Beware of the bureaucracy

Let this serve as a warning to incoming freshman and transfer students: The computer system known as DARS (Degree Audit Reporting System) and the human machine known as PSU’s Degree Requirements Office don’t always talk. And this means that if you’ve taken any classes needing special approval to count towards your degree, graduating may take a while.

Let this serve as a warning to incoming freshman and transfer students: The computer system known as DARS (Degree Audit Reporting System) and the human machine known as PSU’s Degree Requirements Office don’t always talk. And this means that if you’ve taken any classes needing special approval to count towards your degree, graduating may take a while.

Let me prove to you the ineptness of this system by giving you an example from my own life while at PSU: I should have graduated at the end of March this year. I ran my DARS report online, and it told me I had three requirements left.

However, according to my professors, the classes I’d taken should have met each.

So I went ahead and submitted my application. Only after winter term ended, I received notice that my application had been canceled. Strike one.

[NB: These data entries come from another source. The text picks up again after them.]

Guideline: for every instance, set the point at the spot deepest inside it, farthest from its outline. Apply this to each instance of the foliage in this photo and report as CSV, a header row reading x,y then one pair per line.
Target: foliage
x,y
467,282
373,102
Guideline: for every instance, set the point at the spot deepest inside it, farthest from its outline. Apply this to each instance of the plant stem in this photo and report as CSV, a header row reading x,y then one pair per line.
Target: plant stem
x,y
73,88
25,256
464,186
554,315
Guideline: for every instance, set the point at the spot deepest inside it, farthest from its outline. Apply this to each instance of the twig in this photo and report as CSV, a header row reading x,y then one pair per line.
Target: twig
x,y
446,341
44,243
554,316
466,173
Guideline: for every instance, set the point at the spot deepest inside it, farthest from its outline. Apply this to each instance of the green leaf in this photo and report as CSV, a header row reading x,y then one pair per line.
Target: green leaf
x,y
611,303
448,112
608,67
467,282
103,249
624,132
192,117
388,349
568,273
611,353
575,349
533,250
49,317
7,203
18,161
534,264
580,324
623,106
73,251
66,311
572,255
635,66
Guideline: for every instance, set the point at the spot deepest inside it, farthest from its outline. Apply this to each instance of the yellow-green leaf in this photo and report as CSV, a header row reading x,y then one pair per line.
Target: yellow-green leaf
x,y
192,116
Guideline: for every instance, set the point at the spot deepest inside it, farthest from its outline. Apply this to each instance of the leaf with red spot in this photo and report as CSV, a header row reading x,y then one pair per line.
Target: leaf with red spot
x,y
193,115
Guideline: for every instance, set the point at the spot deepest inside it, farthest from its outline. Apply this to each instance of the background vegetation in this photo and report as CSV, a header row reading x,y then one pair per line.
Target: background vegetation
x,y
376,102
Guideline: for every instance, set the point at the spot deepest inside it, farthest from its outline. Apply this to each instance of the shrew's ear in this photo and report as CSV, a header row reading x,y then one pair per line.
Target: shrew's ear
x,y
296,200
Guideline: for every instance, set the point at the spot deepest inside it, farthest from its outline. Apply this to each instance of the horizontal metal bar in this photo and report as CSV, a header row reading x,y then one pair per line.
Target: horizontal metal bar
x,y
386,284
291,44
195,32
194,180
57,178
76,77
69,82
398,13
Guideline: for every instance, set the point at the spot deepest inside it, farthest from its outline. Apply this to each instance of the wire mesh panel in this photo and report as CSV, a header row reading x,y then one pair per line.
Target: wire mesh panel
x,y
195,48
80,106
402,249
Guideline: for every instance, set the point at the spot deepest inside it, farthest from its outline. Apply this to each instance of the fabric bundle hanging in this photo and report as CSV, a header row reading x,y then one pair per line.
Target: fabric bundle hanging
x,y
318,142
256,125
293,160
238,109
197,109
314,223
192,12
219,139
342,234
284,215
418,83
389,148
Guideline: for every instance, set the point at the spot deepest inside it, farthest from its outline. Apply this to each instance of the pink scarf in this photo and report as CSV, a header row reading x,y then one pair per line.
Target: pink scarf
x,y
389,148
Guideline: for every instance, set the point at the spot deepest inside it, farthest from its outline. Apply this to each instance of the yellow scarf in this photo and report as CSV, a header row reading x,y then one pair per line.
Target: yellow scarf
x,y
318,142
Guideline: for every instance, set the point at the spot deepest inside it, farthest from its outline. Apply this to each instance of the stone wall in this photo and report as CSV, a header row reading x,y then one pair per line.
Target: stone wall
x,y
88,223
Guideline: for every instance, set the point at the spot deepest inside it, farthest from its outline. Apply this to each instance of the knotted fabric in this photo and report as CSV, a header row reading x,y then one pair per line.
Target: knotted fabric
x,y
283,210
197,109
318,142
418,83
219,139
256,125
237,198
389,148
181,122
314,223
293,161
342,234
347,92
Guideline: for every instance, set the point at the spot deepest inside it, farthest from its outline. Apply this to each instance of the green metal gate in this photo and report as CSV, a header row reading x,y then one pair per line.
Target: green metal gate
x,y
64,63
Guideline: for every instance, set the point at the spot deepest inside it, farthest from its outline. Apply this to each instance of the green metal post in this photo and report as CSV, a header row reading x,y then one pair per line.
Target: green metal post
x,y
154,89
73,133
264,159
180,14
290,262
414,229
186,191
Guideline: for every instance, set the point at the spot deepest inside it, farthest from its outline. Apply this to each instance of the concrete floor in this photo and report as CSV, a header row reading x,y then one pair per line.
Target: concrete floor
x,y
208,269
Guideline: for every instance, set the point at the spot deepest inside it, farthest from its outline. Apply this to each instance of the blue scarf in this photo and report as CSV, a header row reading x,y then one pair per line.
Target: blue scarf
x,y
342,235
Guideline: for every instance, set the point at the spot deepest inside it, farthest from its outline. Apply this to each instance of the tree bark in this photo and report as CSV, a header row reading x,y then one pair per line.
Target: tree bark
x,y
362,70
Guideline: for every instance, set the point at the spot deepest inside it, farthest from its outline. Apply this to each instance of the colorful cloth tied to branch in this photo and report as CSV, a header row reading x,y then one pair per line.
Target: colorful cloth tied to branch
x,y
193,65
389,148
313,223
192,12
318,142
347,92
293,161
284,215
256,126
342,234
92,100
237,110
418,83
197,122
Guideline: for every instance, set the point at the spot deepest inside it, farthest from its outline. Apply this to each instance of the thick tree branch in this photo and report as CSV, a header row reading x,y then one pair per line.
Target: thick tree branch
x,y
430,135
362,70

But no problem–I wanted to take another class in the spring, so I could wait. Meanwhile, I spoke directly with the Degree Requirements Office (DRO), and was told I still needed approval for my three classes. So I asked my professors to write the requisite letters, and the DRO assured me I could walk at spring’s graduation.

So I walked, but the diploma never arrived. Strike two. And I waited. Only a few weeks ago did I finally get a call informing me (gasp!) that my application had once again been halted.

It turns out my professors had done their part, giving approval that my classes met the degree requirements. Yet, one class is still hung up in a department, awaiting approval. As a result, my application for graduation will likely be deferred to fall term. Strike three.

To be sure, I’m actually not out to attack the people with whom my application has been stuck. After all, why should the professors have to know if a given class counts according to DARS? I’m only pointing out that there are just too many hoops to jump though, and so many snags on which to be caught–in my case now for nearly six months.

The fact is that it is simply hard to get man and machine talking here. There is no bypass to the forms and approval letters you need to get DARS and its veto power to agree that you should graduate. If anything gets hung up, as paperwork is bound to do, you will wait.

But in my genius and my waiting I came up with solutions, well, actions that can be taken to help counteract the problem. Here are my two ideas: First, for students, when you are getting ready to graduate be a nag. Write, call, spam, text and bug the appropriate people early and often into giving you approval for whatever your special case might be.

And secondly, for the Degree Requirements Office and those in charge of DARS: Simplify the process. It is easy. Let students be aware of their standing at certain increments throughout the year, which classes have been counted and make it absolutely clear which ones need special approval.

Empower the students by giving them the information that is crucial to the process and let them make sure all their I’s are dotted and T’s are crossed.

If that means updating DARS more often to reflect PSU’s approval of credits that fulfill certain requirements, then that should be an endeavor worth looking into. The student ought not to be the one to get the cogs in the university machine rolling together.